The article, Study: Arizona a top destination for businesses relocating from California, from the Phoenix Business Journal, reports that Arizona is the third-best market for California disinvestment, according to a seven-year Spectrum Location Solutions study of companies leaving the state. Texas, Nevada and Arizona are in the top three slots, following by Colorado, Washington, Oregon and North Carolina. Report author Joseph Vranich, a site selection consultant, confirmed that more than $68 billion in capital has been diverted to other states as a result of the more than 1,500 disinvestment actions – the act of a company pulling up stakes and relocating. “Companies moving to other states save 25 percent to 35 percent of operating costs compared to California costs,” Vranich said. “As California’s business climate worsens, chances are that more companies will seek places that are friendlier to business interests,” Vranich said.

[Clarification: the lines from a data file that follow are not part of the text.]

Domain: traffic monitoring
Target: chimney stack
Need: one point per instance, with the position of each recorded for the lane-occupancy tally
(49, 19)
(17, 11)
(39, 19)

The article, Why Forbes projects Arizona to lead U.S. in job growth, from www.azcentral.com, reports that Forbes Magazine has named Arizona the best state for future job growth. The magazine in October used forecasts from Moody’s Analytics to call Arizona one of the “brighter spots in a slumbering U.S. economy thanks in part to renewed migration.” The Moody’s report projected a job growth rate of 3.1 percent through 2019. As the U.S. economy slowly recovers from the Great Recession, experts said Arizona has become a landing spot for expanding businesses because of its skilled workforce, available real estate and diversified economy. Large companies headquartered in the Midwest and Southeast are expanding in the Valley and bringing plenty of jobs with them. Chicago-based Northern Trust Bank expects to add 1,000 jobs at its new Tempe operating center by 2018. Home Depot Inc., headquartered in Atlanta, will add about 800 jobs to its Tempe call center in an existing warehouse in 2016. Dallas-based Santander Consumer USA Holdings Inc., a consumer finance firm, plans to hire up to 970 employees at a new facility in Mesa, according to the Greater Phoenix Economic Council. Arizona’s job outlook has been in large part shaped by a steady influx of baby boomers retiring to the desert, said Lee McPheters, a professor of economics at Arizona State University’s W.P. Carey School of Business. “There’s a path toward economic recovery (in Arizona),” McPheters said. “We’re a lower cost state than our neighbors, one that continues to attract retirees, which creates jobs in food service and health care.” McPheters said the Valley’s combination of available infrastructure and a talent pool of young college graduates also work in the state’s favor when companies look to leave an economic footprint in Arizona. “There aren’t a whole lot of obstacles in Arizona,” McPheters said. “The opportunities outweigh the obstacles significantly.”